Tara se hizo cargo de las cuatro crías de gato abandonadas en un parterre de San Luis.
Tara es una cruce de bulldog francés. Estaba preñada cuando sus dueños la abandonaron, pariendo hasta 7 cachorros en la Protectora de Animales. Quienes la cuidan no dudan en destacar su carácter: es una perra buena y valiente. Lo que no sabían es que también podía llegar a sorprenderles, porque la historia de Tara terminaría cruzándose con la de cuatro crías de gato encontradas, recién nacidas, en un parterre de San Luis. Su madre, una gata callejera de diez años, fue golpeada por un individuo cuando aún no había parido a sus crías. El parto se produjo, pero las abandonó al encontrarse en malas condiciones físicas. Voluntarios de la Protectora e incluso miembros de la Consejería de Sanidad Animal intentaron cogerla antes de que pariera, pero fue imposible. La gata tricolor, apreciada por muchos vecinos pero víctima de la incomprensión de un individuo, evitaba cualquier acercamiento.
Una joven dio el aviso a la Protectora al encontrarse con las cuatro crías, en un caso inviable. Que salieran adelante era prácticamente imposible.
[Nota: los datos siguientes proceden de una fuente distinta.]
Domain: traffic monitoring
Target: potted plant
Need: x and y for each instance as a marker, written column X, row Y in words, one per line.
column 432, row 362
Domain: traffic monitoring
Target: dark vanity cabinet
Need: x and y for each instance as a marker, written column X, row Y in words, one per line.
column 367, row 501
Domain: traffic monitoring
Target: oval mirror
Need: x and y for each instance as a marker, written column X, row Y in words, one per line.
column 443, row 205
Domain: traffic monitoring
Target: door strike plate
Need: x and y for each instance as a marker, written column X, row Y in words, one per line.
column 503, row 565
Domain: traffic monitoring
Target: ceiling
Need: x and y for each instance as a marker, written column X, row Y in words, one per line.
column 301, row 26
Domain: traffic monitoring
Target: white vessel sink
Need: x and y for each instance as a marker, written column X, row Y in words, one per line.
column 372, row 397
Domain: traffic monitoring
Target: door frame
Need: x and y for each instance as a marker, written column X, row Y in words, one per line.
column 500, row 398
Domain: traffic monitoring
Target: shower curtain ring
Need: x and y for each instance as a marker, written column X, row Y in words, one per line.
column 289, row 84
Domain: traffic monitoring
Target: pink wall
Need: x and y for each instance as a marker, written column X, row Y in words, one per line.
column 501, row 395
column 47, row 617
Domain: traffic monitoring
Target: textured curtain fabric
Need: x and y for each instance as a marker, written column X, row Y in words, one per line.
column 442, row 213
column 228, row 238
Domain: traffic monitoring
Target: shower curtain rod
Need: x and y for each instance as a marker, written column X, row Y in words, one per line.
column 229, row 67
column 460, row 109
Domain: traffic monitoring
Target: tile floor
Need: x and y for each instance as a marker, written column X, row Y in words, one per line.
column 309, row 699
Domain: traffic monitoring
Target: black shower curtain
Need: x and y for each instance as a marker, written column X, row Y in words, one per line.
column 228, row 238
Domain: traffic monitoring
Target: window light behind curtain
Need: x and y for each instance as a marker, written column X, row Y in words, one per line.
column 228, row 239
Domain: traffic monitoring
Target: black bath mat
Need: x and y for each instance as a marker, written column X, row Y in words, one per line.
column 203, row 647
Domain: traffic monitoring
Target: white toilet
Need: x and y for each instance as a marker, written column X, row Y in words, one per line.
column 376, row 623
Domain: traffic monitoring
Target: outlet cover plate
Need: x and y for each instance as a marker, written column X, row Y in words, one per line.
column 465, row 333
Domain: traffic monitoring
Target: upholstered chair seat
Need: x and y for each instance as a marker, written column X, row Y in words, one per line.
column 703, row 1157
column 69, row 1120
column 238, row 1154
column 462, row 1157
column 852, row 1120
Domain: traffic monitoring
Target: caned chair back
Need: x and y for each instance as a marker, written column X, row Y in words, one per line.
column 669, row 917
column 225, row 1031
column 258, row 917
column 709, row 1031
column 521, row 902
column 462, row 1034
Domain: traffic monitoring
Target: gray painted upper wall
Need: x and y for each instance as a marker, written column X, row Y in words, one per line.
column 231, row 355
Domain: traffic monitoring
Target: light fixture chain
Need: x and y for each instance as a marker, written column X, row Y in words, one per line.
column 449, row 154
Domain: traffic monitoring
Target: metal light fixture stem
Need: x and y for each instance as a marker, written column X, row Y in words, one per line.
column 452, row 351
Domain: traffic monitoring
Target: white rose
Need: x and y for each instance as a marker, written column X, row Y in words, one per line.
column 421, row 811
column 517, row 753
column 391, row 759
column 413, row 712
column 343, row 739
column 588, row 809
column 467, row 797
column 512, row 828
Los voluntarios de la Protectora subieron a los mininos con la firme voluntad de intentar hacer algo por ellos, armándose de biberones con los que luchar por dar vida a unas crías con tan poco tiempo, sin una madre que les diera calor o les estimulara.
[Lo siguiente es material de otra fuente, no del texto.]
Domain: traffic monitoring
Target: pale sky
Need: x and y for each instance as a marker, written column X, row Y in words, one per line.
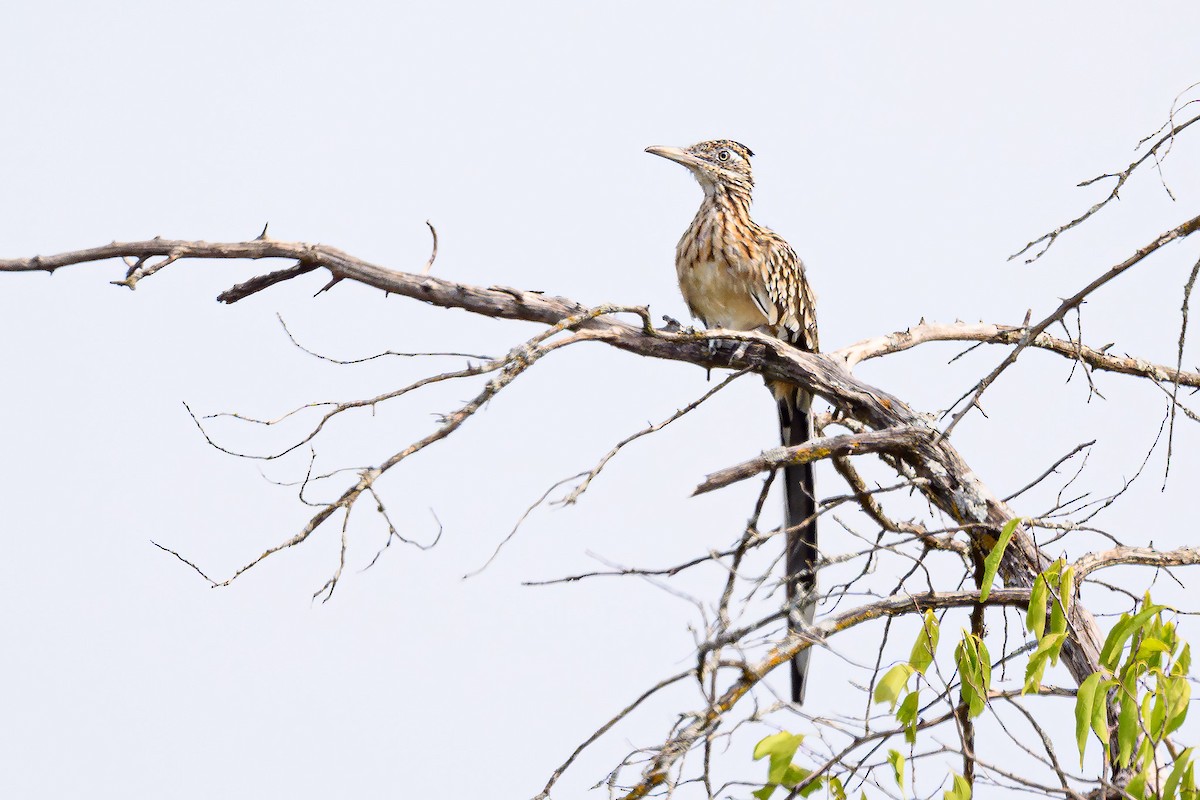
column 904, row 150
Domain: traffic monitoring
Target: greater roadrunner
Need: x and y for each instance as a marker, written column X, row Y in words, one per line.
column 738, row 275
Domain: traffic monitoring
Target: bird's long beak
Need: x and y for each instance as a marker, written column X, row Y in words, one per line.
column 675, row 154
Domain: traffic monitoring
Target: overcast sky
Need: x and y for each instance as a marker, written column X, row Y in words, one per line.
column 904, row 150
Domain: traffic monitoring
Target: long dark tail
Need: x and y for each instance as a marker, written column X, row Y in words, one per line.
column 796, row 427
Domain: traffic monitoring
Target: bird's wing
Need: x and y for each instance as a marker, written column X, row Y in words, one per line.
column 789, row 294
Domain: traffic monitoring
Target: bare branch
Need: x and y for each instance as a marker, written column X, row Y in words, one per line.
column 894, row 440
column 990, row 334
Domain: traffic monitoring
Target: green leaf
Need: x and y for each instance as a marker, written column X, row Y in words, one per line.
column 1110, row 654
column 1137, row 786
column 893, row 681
column 1151, row 647
column 984, row 666
column 991, row 564
column 1183, row 663
column 959, row 791
column 1171, row 787
column 780, row 747
column 1084, row 701
column 906, row 715
column 1101, row 713
column 796, row 775
column 1036, row 614
column 897, row 759
column 1176, row 693
column 1067, row 589
column 925, row 645
column 1048, row 649
column 1127, row 717
column 781, row 744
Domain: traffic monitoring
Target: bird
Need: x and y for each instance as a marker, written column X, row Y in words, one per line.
column 738, row 275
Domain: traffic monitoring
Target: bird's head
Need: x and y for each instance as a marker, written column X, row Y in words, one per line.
column 721, row 162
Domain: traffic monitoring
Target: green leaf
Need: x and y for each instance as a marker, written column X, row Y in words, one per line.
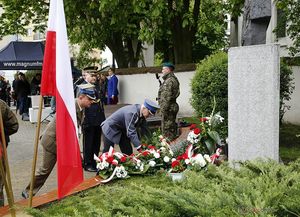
column 210, row 144
column 215, row 136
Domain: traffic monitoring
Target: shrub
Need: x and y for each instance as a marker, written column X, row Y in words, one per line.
column 287, row 87
column 210, row 81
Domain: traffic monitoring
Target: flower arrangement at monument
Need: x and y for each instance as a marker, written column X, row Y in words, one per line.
column 201, row 147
Tara seguía amamantando a sus 7 cachorros, lamiéndoles, cuidándoles... hasta que alguien pensó aquello de ¿y si...? ¡Exacto! Y si Tara atendiera a cuatro... ¿gatos? Tara entonces sorprendió a todos cuando le dejaron en su regazo a los mininos. Los estimuló para que hicieran sus necesidades, les dio calor y permitió que mamaran junto a sus siete cachorros, convirtiéndose en madre adoptiva de los gatos. Tara hizo el milagro con un gesto, con una manera de proceder que rompe todos los cánones. Tara, víctima del abandono, dio cariño a otros animales que han sufrido lo mismo que ella pero en otras circunstancias. La Protectora luchó para que salieran adelante, combinando las noches bajo el calor protector de Tara con las tomas de leche con biberón de los voluntarios. La historia no pudo tener su final feliz, ayer fallecían las cuatro crías al estar demasiado débiles como para recuperarse. Murieron, eso sí, arropadas por Tara.